Tahun 1995, keramba jaring apung yang dikelola untuk mengusahakan ikan mas, baru delapan kolam. Sekarang, jumlahnya berkembang menjadi 106 kolam.
Lulus dari Sekolah Tinggi Ilmu Ekonomi (STIE) Tridarma di Bandung pada 1996, Eko Amianto langsung menceburkan diri jadi petani ikan di Waduk Jatiluhur, Purwakarta, Jabar. Ia merasa terpanggil menjadi petani setelah menyaksikan usaha budidaya ikan mas yang dirintis ayahnya sejak awal 1995 terpuruk.
Riyanto, sang ayah, mengisahkan, dengan modal uang pensiun Rp100 juta ia mulai mengupayakan 8 keramba jaring apung (KJA) atau orang setempat menyebutnya, kolam. Setahun kemudian jumlah kolam berkembang menjadi 20 kolam. Dari setiap kolam berukuran 7 m x 7 m, bapak tiga anak ini memanen 1,4—1,5 ton ikan mas per 3 bulan, senilai Rp7,5 juta.

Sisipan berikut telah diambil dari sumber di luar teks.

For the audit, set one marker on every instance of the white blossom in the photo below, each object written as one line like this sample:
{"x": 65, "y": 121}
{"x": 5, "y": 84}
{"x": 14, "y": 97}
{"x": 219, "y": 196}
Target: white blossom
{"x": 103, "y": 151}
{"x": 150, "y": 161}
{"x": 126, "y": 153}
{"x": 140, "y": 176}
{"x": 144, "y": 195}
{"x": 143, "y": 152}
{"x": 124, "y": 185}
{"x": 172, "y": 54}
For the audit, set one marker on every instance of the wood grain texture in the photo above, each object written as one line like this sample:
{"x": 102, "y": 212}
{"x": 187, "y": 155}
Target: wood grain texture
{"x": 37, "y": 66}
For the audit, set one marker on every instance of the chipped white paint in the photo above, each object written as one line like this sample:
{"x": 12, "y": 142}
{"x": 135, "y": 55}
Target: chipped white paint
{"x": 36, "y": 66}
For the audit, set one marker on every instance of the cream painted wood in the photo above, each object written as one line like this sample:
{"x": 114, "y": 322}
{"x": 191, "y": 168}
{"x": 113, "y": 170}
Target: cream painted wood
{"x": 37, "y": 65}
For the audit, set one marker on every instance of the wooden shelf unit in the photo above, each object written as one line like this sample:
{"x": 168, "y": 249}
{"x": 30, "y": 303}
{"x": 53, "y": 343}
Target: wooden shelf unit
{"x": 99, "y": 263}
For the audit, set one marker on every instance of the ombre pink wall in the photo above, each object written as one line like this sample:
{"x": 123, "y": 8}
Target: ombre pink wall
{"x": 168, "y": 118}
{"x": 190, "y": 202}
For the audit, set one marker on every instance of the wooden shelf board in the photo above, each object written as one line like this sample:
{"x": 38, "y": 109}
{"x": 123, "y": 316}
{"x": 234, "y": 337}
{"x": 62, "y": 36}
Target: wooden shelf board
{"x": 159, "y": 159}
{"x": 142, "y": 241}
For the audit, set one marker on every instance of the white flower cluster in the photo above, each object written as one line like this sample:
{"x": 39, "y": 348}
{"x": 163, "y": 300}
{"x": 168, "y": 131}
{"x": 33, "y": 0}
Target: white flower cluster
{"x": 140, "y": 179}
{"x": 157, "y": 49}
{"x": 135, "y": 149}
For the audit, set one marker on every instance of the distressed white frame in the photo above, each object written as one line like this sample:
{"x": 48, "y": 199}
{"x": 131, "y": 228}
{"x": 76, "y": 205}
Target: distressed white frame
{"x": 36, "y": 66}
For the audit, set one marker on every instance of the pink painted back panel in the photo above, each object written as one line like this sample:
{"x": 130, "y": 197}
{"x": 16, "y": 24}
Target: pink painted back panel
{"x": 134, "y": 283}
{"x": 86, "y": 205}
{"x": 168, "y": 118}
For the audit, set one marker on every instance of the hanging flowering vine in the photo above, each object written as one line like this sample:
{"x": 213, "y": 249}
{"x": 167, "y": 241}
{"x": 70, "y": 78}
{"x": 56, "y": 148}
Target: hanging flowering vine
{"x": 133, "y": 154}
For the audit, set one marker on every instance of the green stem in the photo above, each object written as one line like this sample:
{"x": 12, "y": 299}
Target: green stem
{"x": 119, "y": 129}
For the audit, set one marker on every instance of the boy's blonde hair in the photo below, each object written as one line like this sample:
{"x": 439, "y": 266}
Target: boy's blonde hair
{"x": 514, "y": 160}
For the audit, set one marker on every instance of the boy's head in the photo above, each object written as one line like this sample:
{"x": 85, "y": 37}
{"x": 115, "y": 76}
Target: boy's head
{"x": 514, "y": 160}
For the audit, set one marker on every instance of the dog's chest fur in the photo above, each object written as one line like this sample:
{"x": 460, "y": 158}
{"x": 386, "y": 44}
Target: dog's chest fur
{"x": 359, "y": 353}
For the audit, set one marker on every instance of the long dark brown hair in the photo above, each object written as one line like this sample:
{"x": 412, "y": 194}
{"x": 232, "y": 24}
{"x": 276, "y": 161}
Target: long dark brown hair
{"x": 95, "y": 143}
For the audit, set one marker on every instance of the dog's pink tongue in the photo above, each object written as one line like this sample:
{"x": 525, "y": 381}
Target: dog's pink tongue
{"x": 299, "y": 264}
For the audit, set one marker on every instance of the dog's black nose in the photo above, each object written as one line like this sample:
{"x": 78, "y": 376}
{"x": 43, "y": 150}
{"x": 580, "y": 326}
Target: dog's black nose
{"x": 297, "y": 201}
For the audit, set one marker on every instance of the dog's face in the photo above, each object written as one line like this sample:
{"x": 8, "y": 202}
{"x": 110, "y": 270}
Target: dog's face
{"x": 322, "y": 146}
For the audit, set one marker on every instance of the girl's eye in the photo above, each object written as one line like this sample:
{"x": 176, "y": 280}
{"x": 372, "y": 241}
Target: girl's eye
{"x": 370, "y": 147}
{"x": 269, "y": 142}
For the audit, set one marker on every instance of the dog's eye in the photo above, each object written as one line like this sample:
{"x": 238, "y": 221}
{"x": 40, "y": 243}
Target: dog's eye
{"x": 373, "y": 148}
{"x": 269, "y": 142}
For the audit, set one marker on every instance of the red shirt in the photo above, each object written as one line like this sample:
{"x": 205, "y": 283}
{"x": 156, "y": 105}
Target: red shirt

Namun, akhir 1996, pria asal Garut, Jabar, ini menderita kerugian akibat bencana arus balik (up welling). Dari 20 kolam, hanya dua yang selamat. “Saya terpaksa menjual 12 kolam untuk modal usaha lagi,” kenang Riyanto.
Bangkit Lagi
Kehadiran Eko menjadi angin segar bagi usaha Riyanto. Berbekal ilmu ekonomi, anak pertamanya itu mulai mengelola 8 kolam. Sisa keuntungan Rp15 juta yang disimpan di bandar ikan pun ia cemplungkan ke kolam.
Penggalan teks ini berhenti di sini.